Measure P: Is it a road to recovery?

Crews Wednesday installed the new lane markers downtown.

There’s a long list of pending road projects throughout San Benito County without funding commitments, and local officials’ response to the shortfall is Measure P, a half-cent sales tax proposed on the June ballot.
On June 7, local voters will decide on the measure proposing a countywide 0.5 percent sales tax that would last for 30 years and fund an estimated $240 million in road projects. With broad support from local government, nonprofit and business leaders, Measure P would need 66.67 percent of the electorate’s vote for approval. That’s because it’s a special tax as opposed to a general tax that needs a mere majority of support for approval, explained Mary Gilbert, executive director from the Council of San Benito County Governments, which placed the item on the ballot.
With Measure P, which requires that COG specify how it plans to spend the money, the agency would allocate 50 percent of the new revenue toward Highway 25 improvements, 25 percent on local road improvements and 25 percent on local road maintenance.
The local sales tax rates are currently 7.5 percent in the unincorporated county, 8.5 percent in the City of Hollister and 8.25 percent in San Juan Bautista. Hollister is expected to propose a renewal to its special tax in November, and the county is preparing to float a 1 percent sales tax of its own in the general election.
With the Measure P proposal, the COG board started talks on the idea about a year ago around the same time when the agency had been conducting a survey of public sentiment on transportation spending, Gilbert said.

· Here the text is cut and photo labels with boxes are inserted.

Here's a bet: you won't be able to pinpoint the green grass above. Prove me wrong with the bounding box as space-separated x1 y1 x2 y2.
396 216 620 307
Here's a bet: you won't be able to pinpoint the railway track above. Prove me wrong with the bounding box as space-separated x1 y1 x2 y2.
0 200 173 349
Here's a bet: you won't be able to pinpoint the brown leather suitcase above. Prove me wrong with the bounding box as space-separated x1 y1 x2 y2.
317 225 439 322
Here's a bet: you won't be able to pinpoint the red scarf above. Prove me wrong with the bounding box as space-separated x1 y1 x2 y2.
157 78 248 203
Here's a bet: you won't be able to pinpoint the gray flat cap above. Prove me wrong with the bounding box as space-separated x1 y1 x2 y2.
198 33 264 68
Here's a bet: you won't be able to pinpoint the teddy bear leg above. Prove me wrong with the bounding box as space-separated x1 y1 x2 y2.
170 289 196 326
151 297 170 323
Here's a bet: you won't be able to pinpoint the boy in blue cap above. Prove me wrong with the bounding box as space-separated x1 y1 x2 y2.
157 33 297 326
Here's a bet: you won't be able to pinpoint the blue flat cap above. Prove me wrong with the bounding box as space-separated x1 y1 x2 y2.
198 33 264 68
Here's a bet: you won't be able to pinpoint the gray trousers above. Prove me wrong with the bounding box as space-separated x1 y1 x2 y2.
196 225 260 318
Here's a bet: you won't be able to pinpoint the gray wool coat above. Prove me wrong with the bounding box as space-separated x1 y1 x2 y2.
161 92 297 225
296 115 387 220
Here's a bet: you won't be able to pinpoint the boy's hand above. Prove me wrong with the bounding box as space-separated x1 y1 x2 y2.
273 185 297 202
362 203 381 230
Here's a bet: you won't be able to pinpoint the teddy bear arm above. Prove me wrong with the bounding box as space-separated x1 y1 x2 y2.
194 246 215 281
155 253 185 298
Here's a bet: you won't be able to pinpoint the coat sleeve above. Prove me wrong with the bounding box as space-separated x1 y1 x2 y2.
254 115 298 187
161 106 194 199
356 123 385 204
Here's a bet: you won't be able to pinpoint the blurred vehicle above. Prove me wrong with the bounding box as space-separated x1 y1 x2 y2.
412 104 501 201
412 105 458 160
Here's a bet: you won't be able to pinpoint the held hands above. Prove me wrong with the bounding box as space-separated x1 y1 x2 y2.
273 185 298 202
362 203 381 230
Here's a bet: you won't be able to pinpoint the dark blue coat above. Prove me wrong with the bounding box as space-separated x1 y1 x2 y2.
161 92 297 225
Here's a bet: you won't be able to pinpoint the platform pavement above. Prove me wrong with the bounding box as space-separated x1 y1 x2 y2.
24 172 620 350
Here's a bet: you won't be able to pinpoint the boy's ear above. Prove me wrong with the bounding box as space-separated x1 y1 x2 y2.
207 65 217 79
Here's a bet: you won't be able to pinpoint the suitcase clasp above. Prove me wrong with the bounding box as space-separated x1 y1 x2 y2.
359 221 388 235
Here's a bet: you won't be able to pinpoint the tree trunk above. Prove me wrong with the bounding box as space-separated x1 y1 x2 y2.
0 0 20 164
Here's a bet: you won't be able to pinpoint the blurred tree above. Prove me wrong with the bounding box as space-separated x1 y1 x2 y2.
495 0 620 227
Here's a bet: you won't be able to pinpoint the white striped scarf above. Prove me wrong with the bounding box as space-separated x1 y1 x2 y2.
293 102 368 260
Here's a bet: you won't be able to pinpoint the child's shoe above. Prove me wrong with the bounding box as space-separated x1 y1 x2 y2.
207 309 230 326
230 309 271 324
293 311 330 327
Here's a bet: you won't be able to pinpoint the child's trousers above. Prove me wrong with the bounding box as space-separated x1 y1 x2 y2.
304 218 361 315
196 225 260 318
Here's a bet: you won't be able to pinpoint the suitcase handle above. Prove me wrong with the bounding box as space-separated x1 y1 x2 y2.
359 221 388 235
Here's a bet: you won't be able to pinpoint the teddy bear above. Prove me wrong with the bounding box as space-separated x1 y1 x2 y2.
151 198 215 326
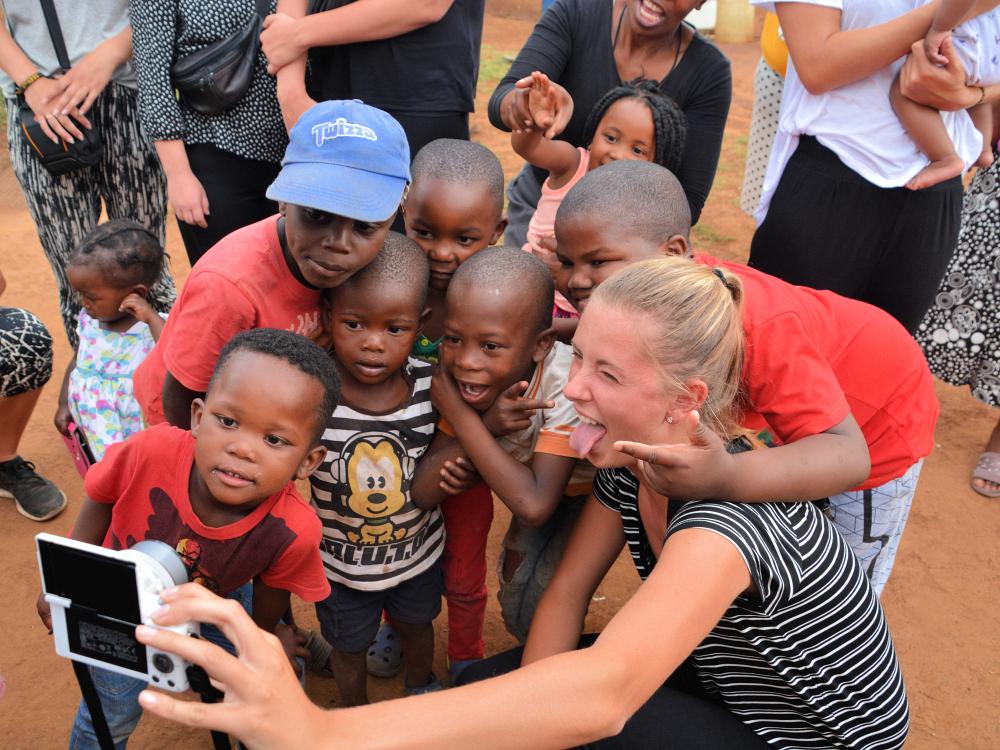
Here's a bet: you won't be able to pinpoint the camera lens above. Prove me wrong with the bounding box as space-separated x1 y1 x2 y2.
153 654 174 674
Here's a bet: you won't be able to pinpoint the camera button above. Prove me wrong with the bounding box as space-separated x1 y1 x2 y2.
153 654 174 674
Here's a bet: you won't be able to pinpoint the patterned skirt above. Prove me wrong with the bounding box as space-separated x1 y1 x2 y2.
917 146 1000 406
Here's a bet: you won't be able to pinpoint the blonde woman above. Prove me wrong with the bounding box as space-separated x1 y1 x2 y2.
131 258 908 750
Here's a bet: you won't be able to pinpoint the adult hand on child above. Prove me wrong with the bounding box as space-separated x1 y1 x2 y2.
260 13 306 75
439 456 479 495
505 71 573 138
135 583 330 750
924 29 951 65
614 411 736 500
899 36 980 112
483 380 556 437
167 169 209 229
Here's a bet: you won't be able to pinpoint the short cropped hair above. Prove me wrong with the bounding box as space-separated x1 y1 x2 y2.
69 219 166 287
410 138 503 214
556 160 691 243
448 245 555 333
208 328 340 446
340 232 431 315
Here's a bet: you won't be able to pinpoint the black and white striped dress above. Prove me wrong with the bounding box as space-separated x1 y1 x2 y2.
594 469 909 750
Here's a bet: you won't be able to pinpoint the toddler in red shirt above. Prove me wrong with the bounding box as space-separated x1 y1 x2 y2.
133 101 410 428
556 161 939 593
38 328 339 747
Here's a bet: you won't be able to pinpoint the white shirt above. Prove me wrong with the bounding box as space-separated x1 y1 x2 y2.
750 0 983 224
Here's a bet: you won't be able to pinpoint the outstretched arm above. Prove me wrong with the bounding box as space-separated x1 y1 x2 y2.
775 2 937 94
260 0 454 73
136 529 750 750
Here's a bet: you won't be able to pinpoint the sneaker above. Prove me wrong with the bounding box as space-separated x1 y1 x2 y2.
0 456 66 521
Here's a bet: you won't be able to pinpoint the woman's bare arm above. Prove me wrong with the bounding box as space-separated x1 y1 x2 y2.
775 2 938 94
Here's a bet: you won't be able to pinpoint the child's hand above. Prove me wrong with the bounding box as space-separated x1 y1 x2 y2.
35 592 52 634
614 411 736 500
483 380 555 437
52 401 73 437
118 292 159 325
431 367 472 422
274 622 309 677
440 456 479 495
924 29 951 66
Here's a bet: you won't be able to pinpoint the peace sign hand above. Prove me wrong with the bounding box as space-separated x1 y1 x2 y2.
614 411 736 500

It sprouted from the growing sense of urgency surrounding the state of roads and lacking funding sources for repairs and a new Highway 25, the primary commuter route to Silicon Valley.
With the recent adoption of increased traffic impact fees charged to offset costs of new development, the two sources could create a foundation for progress on projects like a prospective Highway 25 expansion, Gilbert said.
“That could get us to a point where we could actually build something,” she said. “The other benefit of having local funds is the ability to leverage those funds.”
The theory being that if local jurisdictions have funding capacity, there might be a greater likelihood for outside matches.
Still, there is no guarantee as stated in the Measure P verbiage that the funds would necessarily result in a new highway, Gilbert acknowledged. Specifically, the measure would require the funds go toward projects improving safety and traffic flow between San Felipe Road and Santa Clara County. Those projects could include intersection improvements, new travel lanes, and “other improvements” identified by COG in partnership with the state, according to the measure language. When asked about the firmness of a Highway 25 expansion with the funds, Gilbert referred to what’s written in the measure.
“That’s really what the board has to adhere to,” she said.
One of those COG board members is Hollister Councilman Victor Gomez. He is a staunch supporter of Measure P.
“I’m thrilled that this measure is on the ballot,” he said.
Gomez in an interview with the Free Lance mentioned how he attended last week’s workshop on a possible half-cent sales tax for roads in Santa Clara County, where he works full time on the political scene in transportation matters, and was pleased that the portion of Highway 25 near U.S. 101 made a list of potential projects with those funds.
Gomez also underscored a need for Measure P money to fund local maintenance and repairs.
“We’re talking about fixing some of the roughest roads in the city,” Gomez said.